A plugin for https://llm.datasette.io/ cli tool that runs CoreML .mlpackage LLM models locally on macOS.

Point it at a model (and its corresponding HuggingFace tokenizer), then prompt it like any other llm model.

Requirements

  • macOS (CoreML is Apple-only)
  • Python 3.11–3.13 (coremltools does not yet ship native extensions for 3.14)

If llm was installed with Python 3.14, reinstall it targeting 3.13:

uv tool install llm --python 3.13 --reinstall

Installation

llm install llm-coreml

Or for development:

git clone https://github.com/anentropic/llm-coreml.git
cd llm-coreml
llm install -e .

Quick start

Register a model with a name and a path to the .mlpackage.

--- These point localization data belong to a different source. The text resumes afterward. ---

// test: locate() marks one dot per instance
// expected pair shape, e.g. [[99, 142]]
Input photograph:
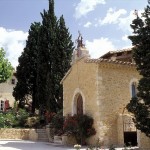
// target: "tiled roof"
[[117, 51], [99, 60]]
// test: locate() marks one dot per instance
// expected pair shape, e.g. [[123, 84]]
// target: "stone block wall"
[[24, 134]]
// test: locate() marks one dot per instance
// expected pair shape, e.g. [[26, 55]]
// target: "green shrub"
[[32, 122], [57, 122], [79, 126], [21, 117], [12, 118]]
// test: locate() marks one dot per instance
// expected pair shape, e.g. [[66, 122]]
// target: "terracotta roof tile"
[[99, 60]]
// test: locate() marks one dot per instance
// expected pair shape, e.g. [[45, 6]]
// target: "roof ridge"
[[98, 60]]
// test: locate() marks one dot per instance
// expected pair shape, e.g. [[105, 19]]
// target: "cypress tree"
[[55, 49], [140, 105], [62, 58], [26, 72], [6, 68]]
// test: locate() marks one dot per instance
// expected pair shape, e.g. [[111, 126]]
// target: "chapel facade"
[[102, 88]]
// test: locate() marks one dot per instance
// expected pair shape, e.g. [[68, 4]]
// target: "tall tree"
[[55, 49], [26, 72], [140, 105], [46, 45], [6, 68]]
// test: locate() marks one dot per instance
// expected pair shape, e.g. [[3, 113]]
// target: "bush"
[[12, 118], [32, 122], [79, 126], [21, 117], [57, 122]]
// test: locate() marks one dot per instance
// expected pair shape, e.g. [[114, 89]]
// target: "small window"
[[2, 105], [133, 88], [13, 81], [79, 105]]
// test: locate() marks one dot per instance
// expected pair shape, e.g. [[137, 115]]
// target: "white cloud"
[[86, 6], [124, 23], [125, 38], [112, 16], [88, 24], [98, 47], [13, 43], [116, 17]]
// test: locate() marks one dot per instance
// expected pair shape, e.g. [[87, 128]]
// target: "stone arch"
[[130, 136], [78, 102]]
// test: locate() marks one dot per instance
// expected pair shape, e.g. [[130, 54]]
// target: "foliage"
[[43, 63], [21, 117], [80, 126], [5, 67], [12, 118], [49, 116], [57, 122], [32, 122], [27, 70], [55, 42], [140, 105]]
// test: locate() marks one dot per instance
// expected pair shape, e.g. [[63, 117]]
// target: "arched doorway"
[[129, 131], [79, 105]]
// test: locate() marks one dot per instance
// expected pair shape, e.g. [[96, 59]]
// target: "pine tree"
[[47, 37], [55, 49], [6, 68], [26, 72], [140, 105], [62, 58]]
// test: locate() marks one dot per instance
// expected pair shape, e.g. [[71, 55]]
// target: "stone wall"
[[81, 80], [24, 134], [114, 95], [106, 90]]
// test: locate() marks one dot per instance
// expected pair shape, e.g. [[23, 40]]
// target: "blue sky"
[[104, 24]]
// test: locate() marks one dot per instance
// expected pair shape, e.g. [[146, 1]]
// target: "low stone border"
[[24, 134]]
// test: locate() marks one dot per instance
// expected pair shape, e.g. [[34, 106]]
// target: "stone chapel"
[[102, 88]]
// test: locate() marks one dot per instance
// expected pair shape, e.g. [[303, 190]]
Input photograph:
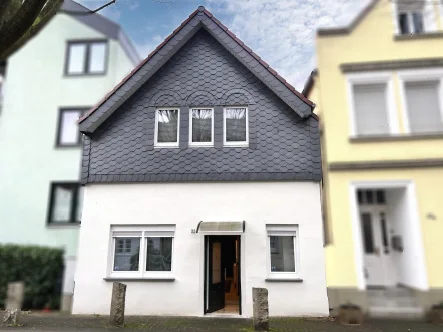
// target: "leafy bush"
[[40, 268]]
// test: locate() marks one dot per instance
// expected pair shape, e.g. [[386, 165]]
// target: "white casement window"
[[68, 133], [142, 252], [415, 17], [167, 123], [86, 57], [283, 251], [372, 104], [201, 126], [65, 203], [235, 126], [422, 95]]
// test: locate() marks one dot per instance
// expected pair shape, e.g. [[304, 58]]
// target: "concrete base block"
[[117, 316]]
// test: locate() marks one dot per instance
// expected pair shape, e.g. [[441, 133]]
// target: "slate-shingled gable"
[[199, 18], [282, 144]]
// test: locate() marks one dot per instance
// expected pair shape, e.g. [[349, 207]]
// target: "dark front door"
[[215, 275]]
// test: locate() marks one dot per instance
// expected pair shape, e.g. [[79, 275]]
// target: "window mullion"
[[87, 58]]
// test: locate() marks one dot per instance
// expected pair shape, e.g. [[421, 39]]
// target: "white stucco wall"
[[185, 204]]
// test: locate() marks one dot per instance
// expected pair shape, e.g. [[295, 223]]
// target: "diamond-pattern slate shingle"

The --tokenizer argument is the HuggingFace model name to load the tokenizer from. This should match the HF model your .mlpackage was derived from:

llm coreml add my-llama /path/to/llama.mlpackage \
    --tokenizer meta-llama/Llama-3.2-1B-Instruct

Prompt it:

llm -m coreml/my-llama "Explain quantum computing in one sentence"

Check it shows up in llm models:

llm models | grep coreml

Usage

Prompting

# Basic prompt
llm -m coreml/my-llama "What is Rust?"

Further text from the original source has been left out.